The model being following comes from when Lake Forest High School District 115 and Lake Forest Elementary School District 67 started sharing services in 2004.
By sharing a dozen administrative departments, the two Lake Forest districts collectively saved as much as $8 million ($600,000 per district, per year). District officials said they experienced elevated testing scores and graduation rates since freeing up that money.
Heidorn said board members would like the same for Mundelein.
“We’d like to put more money into the classroom if we can,” Heidorn said. “We want to leverage our resources to be as cost effective as possible. We’re all part of Fremont Township and we both feed into Mundelein High School, so this would ultimately benefit the whole community.”
When the initiative first arose in 2011, Heidorn said a full-out consolidation of the two Mundelein elementary districts was considered but rejected because of costs. She said each district has different debts, different insurance packages and different teacher pay scales that would all have to be equalized.
Heidorn said the state does offer financial help for merging school districts, but those payments have not been disbursed in recent years and the two boards considered themselves on there own if a consolidation were to occur.
“It would have cost the tax payers far too much to reconcile all those differences,” Heidorn said. “Remaining separate entities and sharing services, if the boards choose to go that route, would actually save money.”

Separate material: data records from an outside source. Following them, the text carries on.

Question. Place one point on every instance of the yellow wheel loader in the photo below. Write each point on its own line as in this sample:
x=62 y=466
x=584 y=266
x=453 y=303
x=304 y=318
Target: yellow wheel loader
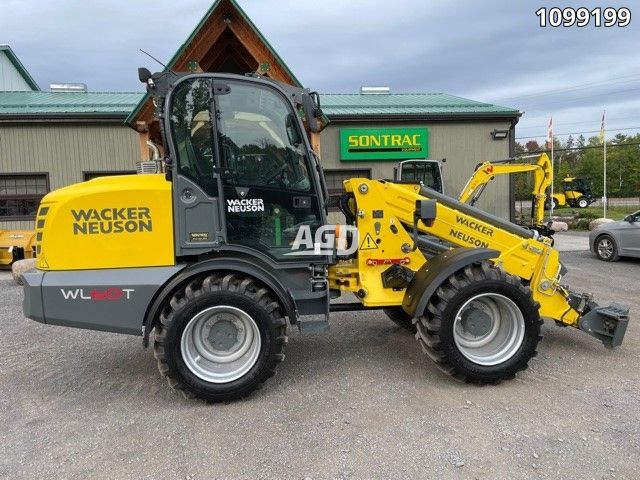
x=576 y=192
x=214 y=258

District 75 did consider merging with Mundelein High School District 120 in the late 1990s, but Heidorn said similar financial problems stood in the way. The two districts do share bussing costs, however.
Start times throughout the two districts are tiered so each bus can make six deliveries per morning or afternoon. Heidorn said District 75 saves approximately $500,000 by sharing that transpiration expense with the high school.